Obras e artistas são neste momento acusados de serem racistas, chauvinistas, homofóbicos e fascistas pelos críticos à esquerda; à direita vemos acusações de que artistas não passam de pornógrafos, gayzistas, niilistas e comunistas. De um lado só aceitam uma arte que se faz transgressora, vanguardista, revolucionária, de outro, aqueles que só aceitam uma arte moralista, esteticista, reacionária. No cerne de tudo o que se busca de um lado e de outro é o silenciar do que não agrada, do que é incomodo, do que não é correto. No fundo, os dois lados querem somente a censura do outro, de preferência uma censura que seja definitiva.
E a única forma de escapar deste pesadelo paranoico e sufocante é buscarmos uma educação pessoal que se volte para a arte e que a respeite para além de suas mensagens políticas e sociais, uma educação pessoal que busque a comunhão e a contemplação - não apenas público e crítica deve se auto educar, mas também e especialmente os artistas em seu labor - e assim criar o hábito, construir um espaço onde possamos enxergar aquilo que ela - a Arte - representa: a possibilidade de um diálogo que transcenda nossa existência e nossas tragédias, nossas particularidades e bolhas ideológicas, e que nos possibilite vislumbrar a vida para além de nosso tempo.
"No fundo, os dois lados querem somente a censura do outro, de preferência uma censura que seja definitiva."
Penso que há vida entre os dois lados. Há pensamentos e histórias que fogem dessa lógica. São poucos, como sempre foram os autores preocupados com a totalidade, ou a universalidade. Sócrates criticava os misólogos, Cícero denunciava os cirenaicos e tantos outros grandes autores enfrentavam sem medo a turba barulhenta que só consegue enxergar a espuma das ondas no mar. Entre uma tempestade e outra a gente se ilude que isso vai mudar. Por isso, acho que o ceticismo é fundamental, principalmente durante a tempestade...
O último texto do João Pereira Coutinho na folha é mais ou menos sobre isso...

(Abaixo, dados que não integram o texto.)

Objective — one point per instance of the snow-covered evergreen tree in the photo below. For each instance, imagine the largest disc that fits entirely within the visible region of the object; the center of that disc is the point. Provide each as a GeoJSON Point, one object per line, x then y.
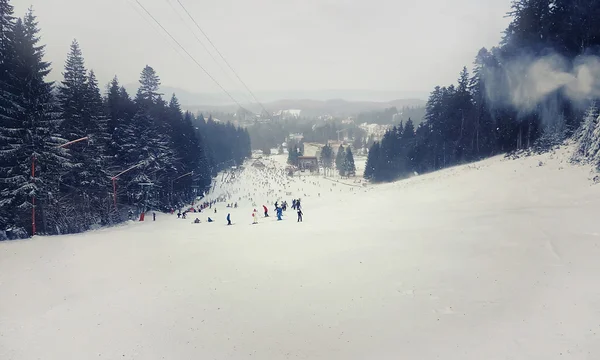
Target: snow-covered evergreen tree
{"type": "Point", "coordinates": [339, 159]}
{"type": "Point", "coordinates": [31, 162]}
{"type": "Point", "coordinates": [349, 168]}
{"type": "Point", "coordinates": [587, 142]}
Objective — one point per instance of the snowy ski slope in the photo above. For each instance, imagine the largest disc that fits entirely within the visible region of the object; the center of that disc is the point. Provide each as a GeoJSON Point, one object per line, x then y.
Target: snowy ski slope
{"type": "Point", "coordinates": [494, 260]}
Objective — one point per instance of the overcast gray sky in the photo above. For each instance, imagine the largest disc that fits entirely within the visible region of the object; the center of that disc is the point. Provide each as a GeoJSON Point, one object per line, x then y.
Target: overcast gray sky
{"type": "Point", "coordinates": [407, 45]}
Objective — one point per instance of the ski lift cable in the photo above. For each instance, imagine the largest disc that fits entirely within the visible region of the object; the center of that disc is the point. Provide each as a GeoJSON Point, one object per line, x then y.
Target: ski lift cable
{"type": "Point", "coordinates": [221, 55]}
{"type": "Point", "coordinates": [205, 48]}
{"type": "Point", "coordinates": [153, 26]}
{"type": "Point", "coordinates": [189, 55]}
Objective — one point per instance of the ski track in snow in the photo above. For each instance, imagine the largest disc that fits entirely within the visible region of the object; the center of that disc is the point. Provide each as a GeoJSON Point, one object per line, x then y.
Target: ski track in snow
{"type": "Point", "coordinates": [492, 260]}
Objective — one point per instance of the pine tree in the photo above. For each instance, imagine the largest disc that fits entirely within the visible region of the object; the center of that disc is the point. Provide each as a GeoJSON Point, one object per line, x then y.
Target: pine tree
{"type": "Point", "coordinates": [148, 90]}
{"type": "Point", "coordinates": [30, 162]}
{"type": "Point", "coordinates": [83, 116]}
{"type": "Point", "coordinates": [349, 166]}
{"type": "Point", "coordinates": [587, 145]}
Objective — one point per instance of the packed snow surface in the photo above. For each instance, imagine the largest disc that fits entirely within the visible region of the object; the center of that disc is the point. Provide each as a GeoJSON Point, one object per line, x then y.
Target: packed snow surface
{"type": "Point", "coordinates": [495, 260]}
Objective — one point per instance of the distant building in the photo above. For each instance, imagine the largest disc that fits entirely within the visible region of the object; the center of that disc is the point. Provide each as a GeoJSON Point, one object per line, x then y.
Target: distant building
{"type": "Point", "coordinates": [310, 163]}
{"type": "Point", "coordinates": [296, 137]}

"Obras e artistas são neste momento acusados de serem racistas, chauvinistas, homofóbicos e fascistas pelos críticos à esquerda; à direita vemos acusações de que artistas não passam de pornógrafos, gayzistas, niilistas e comunistas. De um lado só aceitam uma arte que se faz transgressora, vanguardista, revolucionária, de outro, aqueles que só aceitam uma arte moralista, esteticista, reacionária. No cerne de tudo o que se busca de um lado e de outro é o silenciar do que não agrada, do que é incomodo, do que não é correto. No fundo, os dois lados querem somente a censura do outro, de preferência uma censura que seja definitiva. " Perfeito.